Nuto, fermo al livello dell’aia, storse la faccia e si portò i pugni sulle tempie. — Quest’odore, — borbottò, — quest’odore.

L’incendio era ormai finito, tutti i vicini erano corsi a dar mano; c’era stato un momento, dicevano, che la fiamma rischiarava anche la riva e se ne vedevano i riflessi nell’acqua di Belbo. Niente s’era salvato, nemmeno il letame là dietro.

Qualcuno corse a chiamare il maresciallo; mandarono una donna a prendere da bere al Morone; facemmo bere un po’ di vino a Cinto. Lui chiedeva dov’era il cane, se era bruciato anche lui. Tutti dicevano la loro; sedemmo Cinto nel prato e raccontò a bocconi la storia.

Lui non sapeva, era sceso a Belbo. Poi aveva sentito che il cane abbaiava, che suo padre attaccava il manzo. Era venuta la madama della Villa con suo figlio, a dividere i fagioli e le patate. La madama aveva detto che due solchi di patate eran già stati cavati, che bisognava risarcirla, e la Rosina aveva gridato, il Valino bestemmiava, la madama era entrata in casa per far parlare anche la nonna, mentre il figlio sorvegliava i cesti. Poi avevano pesato le patate e i fagioli, s’erano messi d’accordo guardandosi di brutto. Avevano caricato sul carretto e il Valino era andato in paese.

Ma poi la sera quand’era tornato era nero. S’era messo a gridare con Rosina, con la nonna, perché non avevano raccolto prima i fagioli verdi. Diceva che adesso la madama mangiava i fagioli che sarebbero toccati a loro. La vecchia piangeva sul saccone.

Lui Cinto stava sulla porta, pronto a scappare. Allora il Valino s’era tolta la cinghia e aveva cominciato a frustare Rosina.
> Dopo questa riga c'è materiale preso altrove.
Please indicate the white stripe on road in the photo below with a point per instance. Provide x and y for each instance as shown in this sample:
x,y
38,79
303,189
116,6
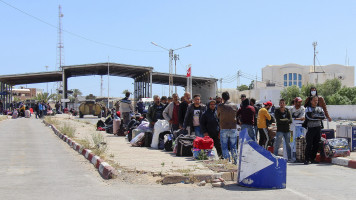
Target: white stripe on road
x,y
300,194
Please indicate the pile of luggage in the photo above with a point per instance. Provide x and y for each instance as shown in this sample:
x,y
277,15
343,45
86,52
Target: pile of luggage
x,y
178,142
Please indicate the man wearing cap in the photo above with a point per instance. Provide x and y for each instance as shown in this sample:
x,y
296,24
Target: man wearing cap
x,y
298,116
228,132
263,115
170,113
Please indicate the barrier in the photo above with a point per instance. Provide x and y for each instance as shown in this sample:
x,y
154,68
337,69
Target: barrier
x,y
257,167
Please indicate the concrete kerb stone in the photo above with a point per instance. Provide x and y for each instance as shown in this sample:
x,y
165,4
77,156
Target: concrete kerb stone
x,y
341,161
105,170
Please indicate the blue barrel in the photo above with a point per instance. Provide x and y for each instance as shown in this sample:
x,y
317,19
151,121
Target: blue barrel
x,y
257,167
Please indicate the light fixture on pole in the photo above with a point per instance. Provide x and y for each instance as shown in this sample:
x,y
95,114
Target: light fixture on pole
x,y
170,64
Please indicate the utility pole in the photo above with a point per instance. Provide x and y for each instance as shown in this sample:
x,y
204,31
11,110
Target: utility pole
x,y
170,64
314,45
175,57
47,82
220,86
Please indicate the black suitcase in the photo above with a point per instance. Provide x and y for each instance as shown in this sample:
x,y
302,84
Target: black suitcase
x,y
148,139
185,145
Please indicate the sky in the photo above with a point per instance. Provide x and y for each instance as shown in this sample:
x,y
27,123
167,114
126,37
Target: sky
x,y
226,36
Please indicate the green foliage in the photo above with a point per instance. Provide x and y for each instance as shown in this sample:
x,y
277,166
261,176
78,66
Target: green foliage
x,y
337,99
242,88
290,93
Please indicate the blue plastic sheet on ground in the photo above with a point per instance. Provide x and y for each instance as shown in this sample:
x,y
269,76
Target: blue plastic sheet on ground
x,y
257,167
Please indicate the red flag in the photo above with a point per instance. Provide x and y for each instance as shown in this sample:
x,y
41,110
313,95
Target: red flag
x,y
189,72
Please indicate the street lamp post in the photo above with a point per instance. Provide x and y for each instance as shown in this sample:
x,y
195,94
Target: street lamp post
x,y
171,57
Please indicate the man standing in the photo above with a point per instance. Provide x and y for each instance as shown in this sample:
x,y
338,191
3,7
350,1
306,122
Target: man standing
x,y
283,119
155,112
314,116
298,112
246,113
253,104
126,109
183,108
263,115
193,115
209,124
228,133
170,113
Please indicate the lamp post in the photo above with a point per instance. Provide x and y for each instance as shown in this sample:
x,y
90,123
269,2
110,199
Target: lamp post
x,y
171,56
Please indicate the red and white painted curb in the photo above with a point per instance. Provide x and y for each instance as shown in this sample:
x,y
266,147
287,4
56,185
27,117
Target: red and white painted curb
x,y
105,170
347,162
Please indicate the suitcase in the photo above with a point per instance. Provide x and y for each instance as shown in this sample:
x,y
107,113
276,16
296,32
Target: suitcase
x,y
203,142
116,126
329,133
15,114
168,142
148,139
161,139
27,114
300,148
185,145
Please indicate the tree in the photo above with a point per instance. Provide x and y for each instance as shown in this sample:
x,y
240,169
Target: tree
x,y
90,96
242,87
44,97
337,99
290,93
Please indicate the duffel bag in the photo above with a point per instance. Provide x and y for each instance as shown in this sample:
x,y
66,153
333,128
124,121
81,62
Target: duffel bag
x,y
203,143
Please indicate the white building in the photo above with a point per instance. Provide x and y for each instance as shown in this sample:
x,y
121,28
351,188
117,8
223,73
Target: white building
x,y
294,74
276,77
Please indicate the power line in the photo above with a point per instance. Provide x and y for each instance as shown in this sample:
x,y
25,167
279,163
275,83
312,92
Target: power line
x,y
74,34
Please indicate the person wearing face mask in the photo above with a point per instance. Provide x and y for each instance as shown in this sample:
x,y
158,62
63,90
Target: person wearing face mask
x,y
321,102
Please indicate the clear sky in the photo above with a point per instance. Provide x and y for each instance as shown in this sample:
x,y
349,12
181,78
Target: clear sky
x,y
226,36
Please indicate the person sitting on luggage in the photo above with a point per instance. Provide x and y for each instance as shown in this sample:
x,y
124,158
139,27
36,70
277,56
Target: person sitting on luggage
x,y
284,119
314,116
155,112
209,124
262,116
193,115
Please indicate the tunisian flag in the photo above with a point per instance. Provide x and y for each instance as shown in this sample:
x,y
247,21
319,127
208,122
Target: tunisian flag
x,y
189,72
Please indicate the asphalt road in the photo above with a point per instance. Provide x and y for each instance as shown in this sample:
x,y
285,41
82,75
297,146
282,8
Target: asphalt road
x,y
35,164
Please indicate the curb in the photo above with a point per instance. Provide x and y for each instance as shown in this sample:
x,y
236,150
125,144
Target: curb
x,y
347,162
105,170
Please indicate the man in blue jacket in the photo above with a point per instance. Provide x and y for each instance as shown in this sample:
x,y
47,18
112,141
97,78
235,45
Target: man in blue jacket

Sembrava che battesse il grano. Rosina s’era buttata contro la tavola e urlava, si teneva le mani sul collo. Poi aveva fatto un grido piú forte, era caduta la bottiglia, e Rosina tirandosi i capelli s’era buttata sulla nonna e l’abbracciava. Allora il Valino le aveva dato dei calci — si sentivano i colpi — , dei calci nelle costole, la pestava con le scarpe, Rosina era caduta per terra, e il Valino le aveva ancora dato dei calci nella faccia e nello stomaco.